La tetera y el cuervo

Isabel Luarca
Cada mañana, Clara hervía el agua a la misma hora. Las siete en punto, sin falta. La tetera silbaba con su acostumbrada fidelidad, y en esa música breve y aguda se escondía una promesa: café, pan caliente, la paz ritual del desayuno. Desde la ventana de su cocina, podía ver el jardín aún humedecido por el rocío, donde los rosales parecían rezar bajo la luz oblicua del amanecer.

Ese lunes no fue distinto, al menos en apariencia. El agua silbó. El pan tostó. El reloj marcaba la misma hora, y el día parecía disponerse a repetirse como un poema de pocas sílabas. Sin embargo, algo vibraba bajo la superficie. Algo pequeño, casi imperceptible. Una nota falsa en la sinfonía del hábito.

El cuervo apareció en el jardín poco después. No era raro ver aves rondar los árboles, pero este se detuvo en el alfeizar, lo bastante cerca como para que Clara le viera los ojos. No los típicos ojos vacíos y opacos de un ave común, sino algo más intenso, más... despierto. El cuervo la miraba como si supiera cosas. Como si esperara algo.

Clara se quedó quieta, la taza temblando levemente en su mano. Era absurdo. Era solo un pájaro. Sin embargo, la sensación de ser observada se alargó, se espesó en el aire como una niebla que no pertenece a la estación. Algo se había deslizado en su rutina: no un error, sino una grieta.

Durante todo el día, la sensación persistió. El sonido del timbre fue más seco de lo habitual. La voz de su vecina, al pedirle azúcar, tuvo un eco distante, como si llegara desde el fondo de un túnel. Incluso su reflejo en el espejo parecía ligeramente desplazado, como si hubiera olvidado una expresión que solía tener.

Esa noche soñó con el cuervo. No hablaba, pero abría su pico en un gesto que insinuaba palabras. Una lengua desconocida, pero cargada de sentido. Al despertar, no recordaba el mensaje, solo el vacío que había dejado su ausencia.

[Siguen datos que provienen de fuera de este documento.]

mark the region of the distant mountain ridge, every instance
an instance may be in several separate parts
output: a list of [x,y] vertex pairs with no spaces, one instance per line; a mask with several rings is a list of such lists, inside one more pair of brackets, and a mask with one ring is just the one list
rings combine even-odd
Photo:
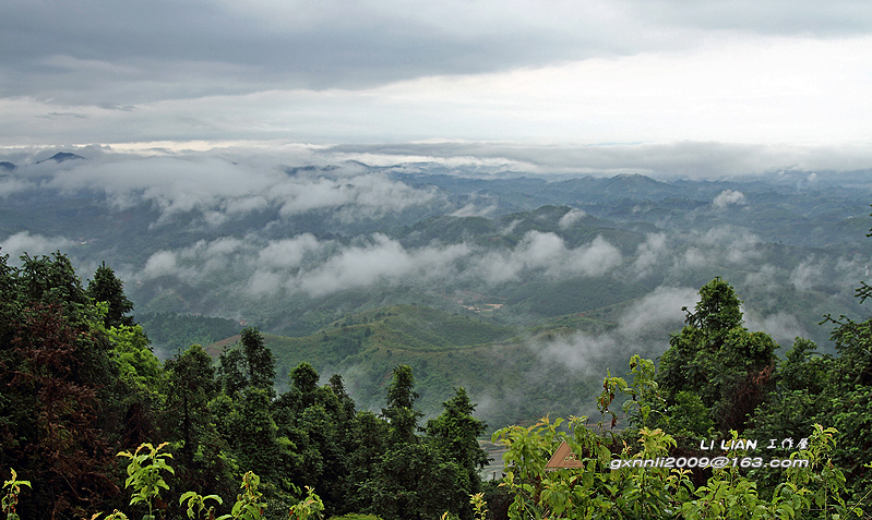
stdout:
[[53,160],[55,162],[63,162],[67,160],[75,160],[75,159],[84,159],[81,155],[70,154],[69,152],[58,152],[57,154],[52,155],[48,159],[37,160],[36,165],[41,165],[43,162]]

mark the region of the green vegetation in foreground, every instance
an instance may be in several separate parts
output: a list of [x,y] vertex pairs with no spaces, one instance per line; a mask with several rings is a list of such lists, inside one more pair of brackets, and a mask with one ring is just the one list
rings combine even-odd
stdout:
[[[463,387],[427,421],[407,364],[385,374],[378,413],[358,410],[339,374],[321,385],[307,362],[279,391],[277,356],[251,327],[220,352],[217,367],[198,344],[162,364],[126,315],[129,302],[110,268],[103,265],[85,289],[60,253],[22,263],[0,256],[0,468],[15,470],[3,476],[8,518],[98,519],[95,511],[111,510],[107,518],[116,520],[322,512],[482,520],[482,499],[494,519],[513,520],[869,518],[872,321],[828,318],[838,355],[814,355],[814,343],[798,338],[779,360],[768,335],[744,327],[732,286],[716,278],[685,309],[659,371],[640,355],[630,360],[631,377],[607,371],[596,425],[571,418],[562,430],[562,420],[545,419],[498,431],[491,440],[506,448],[506,475],[494,487],[479,476],[487,426]],[[860,299],[870,294],[863,285]],[[431,310],[380,312],[337,322],[334,338],[324,331],[309,340],[336,348],[357,338],[363,348],[418,338],[427,348],[403,352],[430,356],[489,348],[457,346],[470,340],[513,344],[510,328],[450,317],[468,327],[450,334],[430,326],[446,319]],[[387,356],[386,346],[372,348]],[[523,376],[536,365],[514,362]],[[719,456],[702,443],[739,438],[805,439],[772,457],[808,464],[614,465]],[[546,471],[562,442],[584,471]],[[758,456],[739,449],[725,456]]]

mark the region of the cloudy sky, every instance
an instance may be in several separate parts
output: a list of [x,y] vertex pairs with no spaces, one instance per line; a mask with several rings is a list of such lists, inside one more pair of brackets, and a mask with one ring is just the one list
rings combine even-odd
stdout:
[[308,144],[872,167],[865,0],[3,4],[0,155]]

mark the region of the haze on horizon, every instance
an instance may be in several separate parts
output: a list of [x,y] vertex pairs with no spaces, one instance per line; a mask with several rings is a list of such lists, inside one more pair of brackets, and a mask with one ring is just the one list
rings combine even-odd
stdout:
[[108,145],[688,177],[864,169],[870,70],[872,4],[855,0],[10,0],[0,159]]

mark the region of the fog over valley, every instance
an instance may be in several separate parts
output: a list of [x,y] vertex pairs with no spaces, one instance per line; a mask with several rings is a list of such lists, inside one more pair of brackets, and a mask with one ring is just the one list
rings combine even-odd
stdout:
[[[430,410],[458,385],[498,421],[513,408],[589,410],[585,385],[634,353],[659,356],[714,277],[744,300],[745,326],[785,348],[801,336],[832,351],[824,314],[864,312],[853,298],[872,252],[861,172],[658,180],[474,158],[46,155],[11,157],[0,177],[2,253],[62,251],[83,278],[105,261],[159,356],[256,325],[276,335],[279,378],[308,356],[373,407],[379,371],[409,363]],[[177,323],[174,339],[175,315],[220,319],[193,336]],[[330,341],[306,339],[319,337]],[[456,370],[473,359],[492,377]],[[539,388],[510,384],[512,373]],[[530,395],[551,398],[521,404]]]

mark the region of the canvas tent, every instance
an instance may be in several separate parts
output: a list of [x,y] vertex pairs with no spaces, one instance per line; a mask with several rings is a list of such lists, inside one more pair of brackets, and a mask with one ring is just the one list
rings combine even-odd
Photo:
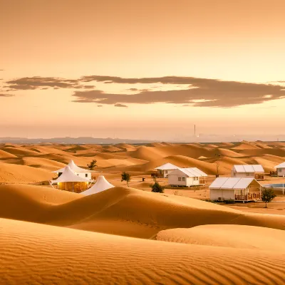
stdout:
[[168,175],[171,186],[194,186],[204,185],[207,175],[197,167],[177,168]]
[[[68,166],[71,168],[71,170],[76,174],[78,175],[78,176],[81,176],[81,177],[85,177],[85,178],[87,178],[89,180],[91,180],[91,173],[95,172],[93,170],[86,170],[85,168],[79,167],[74,163],[73,160],[71,160],[66,166]],[[66,167],[66,166],[58,170],[53,171],[53,172],[58,173],[58,177],[60,177],[61,175],[61,174],[64,172],[64,170]]]
[[57,189],[61,190],[81,192],[87,190],[91,182],[88,178],[78,175],[69,166],[66,166],[61,175],[55,180],[51,180],[50,184],[51,186],[56,184]]
[[218,177],[209,186],[212,200],[260,199],[261,185],[254,178]]
[[157,170],[158,177],[167,177],[168,174],[172,171],[179,168],[178,166],[174,165],[172,163],[165,163],[163,165],[155,168]]
[[277,176],[285,175],[285,162],[282,162],[275,167],[277,170]]
[[232,177],[254,178],[256,180],[264,179],[264,170],[261,165],[238,165],[232,169]]
[[99,175],[94,185],[88,190],[82,192],[82,194],[86,196],[91,195],[92,194],[99,193],[102,191],[107,190],[108,189],[113,188],[113,187],[114,185],[109,183],[103,175]]

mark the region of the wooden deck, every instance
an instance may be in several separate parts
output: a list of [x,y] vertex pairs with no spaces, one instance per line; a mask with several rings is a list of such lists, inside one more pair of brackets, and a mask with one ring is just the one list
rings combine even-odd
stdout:
[[236,201],[254,201],[260,199],[260,194],[252,193],[246,195],[234,195]]

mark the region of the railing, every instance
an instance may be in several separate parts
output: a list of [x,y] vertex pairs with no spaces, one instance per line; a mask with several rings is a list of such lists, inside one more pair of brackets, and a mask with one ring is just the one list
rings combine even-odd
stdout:
[[235,200],[239,201],[256,200],[260,199],[259,193],[247,194],[246,195],[234,195]]

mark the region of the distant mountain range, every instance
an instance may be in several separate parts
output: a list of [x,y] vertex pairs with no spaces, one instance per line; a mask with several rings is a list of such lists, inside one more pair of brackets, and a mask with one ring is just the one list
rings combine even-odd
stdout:
[[120,138],[97,138],[92,137],[79,138],[0,138],[0,143],[64,143],[67,145],[82,145],[82,144],[96,144],[96,145],[112,145],[117,143],[142,144],[155,142],[157,140],[129,140]]

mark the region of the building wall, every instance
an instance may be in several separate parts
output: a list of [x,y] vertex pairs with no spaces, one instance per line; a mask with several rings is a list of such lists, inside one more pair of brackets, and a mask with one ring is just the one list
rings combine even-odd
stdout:
[[224,200],[235,200],[234,190],[223,190],[220,189],[209,190],[209,197],[211,200],[218,200],[219,198]]
[[172,172],[173,170],[162,170],[163,171],[163,177],[166,178],[169,173]]
[[[178,180],[178,178],[181,178],[181,181]],[[183,181],[184,178],[184,181]],[[168,175],[168,185],[177,185],[177,186],[188,186],[187,183],[190,182],[187,181],[188,178],[186,175]]]
[[254,178],[254,172],[234,172],[232,170],[232,177]]
[[277,176],[285,175],[285,168],[277,168]]
[[[180,181],[178,180],[179,177],[181,178]],[[202,182],[204,183],[204,178]],[[168,175],[168,185],[190,187],[192,185],[199,185],[200,180],[199,177],[195,179],[195,177],[188,177],[187,175],[183,175],[181,174],[173,175],[170,174]]]
[[90,180],[92,179],[91,172],[79,172],[76,174],[78,175],[78,176],[80,176],[81,177],[87,178]]

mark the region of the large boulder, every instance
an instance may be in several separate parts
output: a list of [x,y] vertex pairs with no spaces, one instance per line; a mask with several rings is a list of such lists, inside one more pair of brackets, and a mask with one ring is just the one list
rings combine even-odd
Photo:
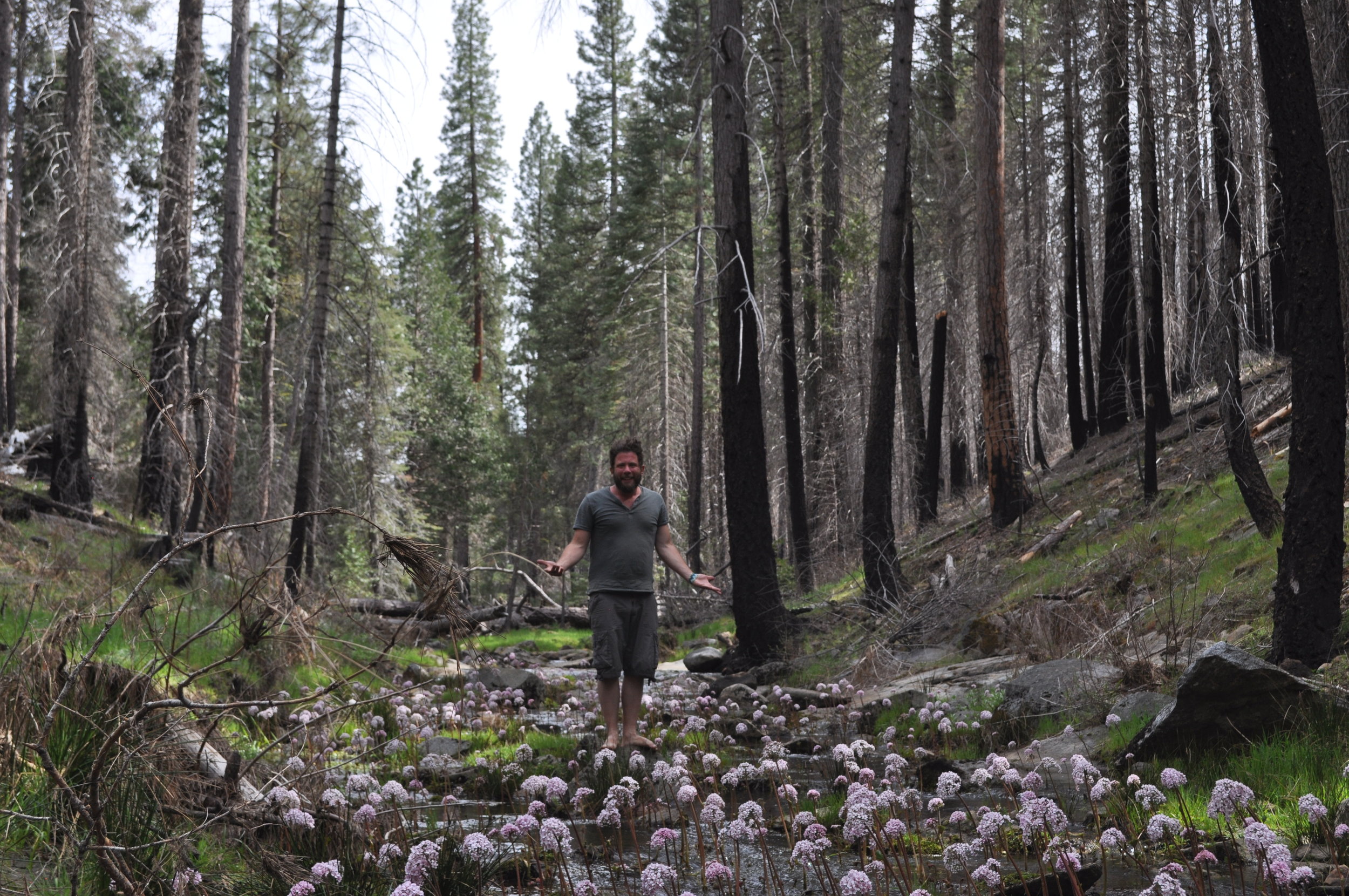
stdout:
[[428,781],[444,781],[463,771],[463,762],[442,753],[428,753],[417,761],[417,776]]
[[473,749],[471,741],[460,741],[453,737],[436,735],[421,742],[418,752],[422,756],[460,756]]
[[1129,742],[1125,753],[1148,758],[1188,746],[1241,742],[1292,727],[1306,710],[1338,703],[1315,684],[1218,641],[1195,657],[1180,676],[1176,699]]
[[1118,715],[1121,722],[1137,718],[1153,719],[1157,712],[1170,704],[1171,698],[1166,694],[1137,691],[1135,694],[1125,694],[1116,700],[1114,706],[1110,707],[1110,715]]
[[1002,708],[1013,719],[1058,715],[1079,707],[1083,696],[1118,675],[1113,665],[1089,660],[1040,663],[1002,685]]
[[689,672],[718,672],[724,657],[722,650],[703,646],[684,656],[684,668]]
[[525,696],[537,700],[544,696],[544,680],[529,669],[513,665],[490,665],[478,671],[478,680],[488,691],[523,691]]

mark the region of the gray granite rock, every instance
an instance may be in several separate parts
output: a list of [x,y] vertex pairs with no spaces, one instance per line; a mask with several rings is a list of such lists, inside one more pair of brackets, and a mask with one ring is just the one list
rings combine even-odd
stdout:
[[747,684],[731,684],[728,687],[722,688],[722,692],[718,695],[718,699],[720,699],[723,703],[726,700],[735,700],[737,703],[741,704],[742,710],[749,710],[749,707],[754,706],[754,700],[758,699],[758,694],[754,691],[754,688],[751,688]]
[[1089,660],[1040,663],[1002,685],[1002,708],[1013,719],[1056,715],[1077,708],[1085,694],[1117,675],[1113,665]]
[[479,669],[478,680],[487,685],[488,691],[521,690],[527,699],[534,700],[544,696],[544,680],[529,669],[517,669],[513,665],[490,665]]
[[684,668],[689,672],[718,672],[726,654],[716,648],[699,648],[684,656]]
[[1315,684],[1219,641],[1190,664],[1175,702],[1157,712],[1125,753],[1148,758],[1240,742],[1290,729],[1304,710],[1334,702]]
[[429,753],[417,762],[417,776],[424,780],[444,780],[464,771],[464,764],[442,753]]
[[418,752],[422,756],[460,756],[468,753],[473,749],[473,745],[468,741],[460,741],[453,737],[436,735],[429,737],[421,742]]
[[1157,712],[1164,710],[1174,698],[1166,694],[1156,694],[1155,691],[1139,691],[1136,694],[1125,694],[1114,706],[1110,707],[1110,715],[1118,715],[1120,721],[1128,722],[1136,718],[1156,718]]

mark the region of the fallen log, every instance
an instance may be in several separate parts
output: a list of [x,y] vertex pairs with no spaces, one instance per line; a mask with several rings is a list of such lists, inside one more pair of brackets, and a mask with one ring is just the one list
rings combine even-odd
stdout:
[[424,615],[425,610],[420,600],[389,600],[386,598],[351,598],[347,600],[347,609],[352,613],[367,613],[393,619]]
[[105,514],[93,513],[92,510],[85,510],[84,507],[74,507],[59,501],[53,501],[47,495],[26,491],[5,482],[0,482],[0,506],[5,509],[5,515],[9,515],[11,507],[26,507],[30,513],[46,513],[55,517],[65,517],[66,520],[76,520],[78,522],[97,526],[105,532],[115,532],[120,534],[136,533],[134,528],[123,522],[117,522]]
[[1259,439],[1275,426],[1292,418],[1292,403],[1287,403],[1251,428],[1251,437]]
[[1082,518],[1081,510],[1074,510],[1072,513],[1070,513],[1059,525],[1056,525],[1054,529],[1050,530],[1050,534],[1036,541],[1033,548],[1023,553],[1021,560],[1018,560],[1018,563],[1029,563],[1036,557],[1036,555],[1044,553],[1054,545],[1063,541],[1063,536],[1068,534],[1068,529],[1071,529],[1072,524],[1081,518]]

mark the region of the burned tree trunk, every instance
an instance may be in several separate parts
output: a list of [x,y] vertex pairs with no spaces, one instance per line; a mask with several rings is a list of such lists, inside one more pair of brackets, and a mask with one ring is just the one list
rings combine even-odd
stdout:
[[932,366],[928,370],[928,425],[923,447],[923,474],[919,491],[919,525],[936,521],[942,486],[942,398],[946,394],[946,312],[932,321]]
[[224,225],[220,239],[220,347],[216,437],[206,528],[229,522],[239,439],[239,368],[244,327],[244,216],[248,202],[248,0],[233,0],[229,22],[229,107],[225,134]]
[[197,107],[201,101],[202,0],[178,4],[173,89],[159,159],[159,223],[150,306],[150,387],[140,433],[136,510],[177,532],[189,459],[188,329],[192,327],[192,206],[197,181]]
[[989,511],[993,524],[1016,521],[1028,503],[1016,425],[1008,341],[1005,140],[1006,13],[1002,0],[979,0],[974,20],[974,237],[978,270],[979,391],[983,403]]
[[[693,9],[695,45],[703,46],[703,12]],[[688,426],[688,567],[693,572],[703,571],[703,360],[707,352],[707,309],[706,282],[707,267],[703,250],[703,66],[696,63],[693,96],[697,113],[693,116],[693,345],[689,390]]]
[[1106,0],[1101,36],[1101,151],[1105,155],[1105,255],[1097,425],[1101,433],[1129,420],[1133,324],[1133,237],[1129,229],[1129,5]]
[[745,123],[746,45],[739,0],[712,0],[711,27],[712,196],[726,529],[735,580],[731,611],[739,633],[735,663],[753,665],[781,652],[788,615],[777,586],[769,517]]
[[1213,316],[1209,363],[1213,367],[1214,386],[1218,389],[1218,413],[1222,417],[1222,435],[1232,474],[1236,476],[1251,518],[1255,520],[1260,534],[1268,538],[1283,524],[1283,509],[1260,467],[1260,457],[1256,456],[1255,444],[1251,441],[1251,425],[1241,403],[1241,331],[1237,325],[1237,308],[1241,306],[1241,213],[1237,206],[1237,169],[1232,159],[1232,119],[1228,112],[1222,63],[1218,26],[1210,11],[1209,105],[1213,116],[1214,185],[1222,236],[1222,294]]
[[[1349,8],[1337,0],[1309,0],[1303,9],[1315,62],[1313,77],[1319,81],[1322,140],[1331,150],[1327,158],[1340,259],[1340,316],[1344,318],[1349,314]],[[1260,32],[1259,26],[1256,32]],[[1263,51],[1261,43],[1261,58]],[[1345,345],[1349,352],[1349,343]]]
[[896,374],[911,363],[908,333],[901,314],[905,289],[904,237],[909,223],[912,0],[894,3],[893,39],[881,236],[876,266],[876,325],[871,331],[871,389],[866,414],[866,441],[862,447],[862,478],[867,483],[862,490],[862,573],[866,578],[866,603],[877,611],[893,603],[905,584],[894,551],[890,483],[894,470]]
[[796,375],[796,290],[792,283],[792,215],[786,181],[786,109],[782,78],[782,30],[773,35],[773,202],[777,216],[777,306],[782,364],[782,449],[786,452],[786,507],[792,532],[792,564],[801,591],[812,587],[811,526],[805,505],[805,464],[801,456],[801,401]]
[[1203,378],[1203,333],[1209,328],[1209,223],[1203,196],[1203,159],[1199,148],[1199,65],[1195,50],[1194,0],[1180,0],[1178,7],[1182,65],[1180,100],[1180,174],[1184,192],[1184,345],[1179,348],[1178,389],[1188,389]]
[[[12,0],[11,0],[12,7]],[[9,202],[5,213],[5,297],[0,314],[4,314],[4,341],[0,341],[0,364],[4,366],[5,382],[5,429],[13,430],[18,422],[19,403],[16,374],[16,339],[19,335],[19,236],[23,233],[23,163],[26,158],[24,140],[28,109],[24,100],[24,46],[28,40],[28,0],[19,0],[19,22],[13,35],[13,151],[9,158]]]
[[[324,155],[324,192],[318,200],[318,258],[314,282],[314,309],[310,323],[309,354],[305,359],[305,403],[299,417],[299,460],[295,466],[295,503],[291,513],[318,509],[322,472],[322,432],[328,425],[326,356],[328,305],[332,300],[333,212],[337,193],[337,124],[341,120],[341,50],[347,24],[347,0],[337,0],[333,34],[333,73],[328,90],[328,151]],[[290,524],[290,551],[286,556],[286,587],[299,587],[304,569],[313,567],[316,517]]]
[[66,43],[65,165],[57,227],[61,282],[51,328],[51,498],[93,506],[89,468],[89,327],[93,317],[89,239],[89,181],[93,165],[93,104],[97,94],[94,0],[70,0]]
[[[938,0],[936,30],[932,42],[936,45],[936,72],[934,78],[938,89],[938,116],[942,120],[942,285],[946,308],[955,324],[948,328],[951,376],[947,378],[947,425],[950,441],[950,466],[947,486],[951,494],[965,491],[969,483],[970,444],[965,435],[965,344],[960,340],[962,286],[960,260],[963,255],[965,215],[960,206],[960,184],[965,174],[963,147],[956,134],[955,109],[955,3]],[[934,474],[936,475],[936,474]]]
[[1171,425],[1167,394],[1161,279],[1161,200],[1157,190],[1157,125],[1152,97],[1148,0],[1136,1],[1139,30],[1139,192],[1143,194],[1143,495],[1157,494],[1157,430]]
[[1087,441],[1082,416],[1082,348],[1078,341],[1078,159],[1072,108],[1077,66],[1072,0],[1063,3],[1063,354],[1067,366],[1068,439],[1077,451]]
[[[1292,432],[1271,659],[1315,668],[1340,629],[1344,579],[1345,355],[1334,193],[1298,0],[1253,0],[1269,136],[1292,271]],[[1344,38],[1344,34],[1340,35]],[[1344,152],[1344,148],[1340,150]],[[1344,236],[1340,236],[1341,246]]]

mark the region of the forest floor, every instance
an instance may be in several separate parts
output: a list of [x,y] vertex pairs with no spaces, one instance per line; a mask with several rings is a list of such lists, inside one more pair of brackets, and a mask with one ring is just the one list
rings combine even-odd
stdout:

Pasaron los días, y lo cotidiano continuó. La tetera siguió silbando. El pan siguió tostándose. El reloj siguió marcando. Pero Clara ya no era la misma. Había aprendido que lo ominoso no irrumpe como una tormenta. A veces llega así: vestido de jardín, disfrazado de costumbre. Mira desde el marco de la ventana y espera, paciente, a que uno note que la realidad no encaja del todo.

Desde entonces, Clara dejó de mirar el reloj con confianza. Aprendió a sospechar del café demasiado perfecto, del canto exacto de los gorriones, de los días que se repiten sin errores. Porque ahora sabía que en lo más trivial se esconden los primeros signos de lo desconocido. Y que el horror, el verdadero, no grita: apenas susurra. Como el silbido de una tetera al romper el alba.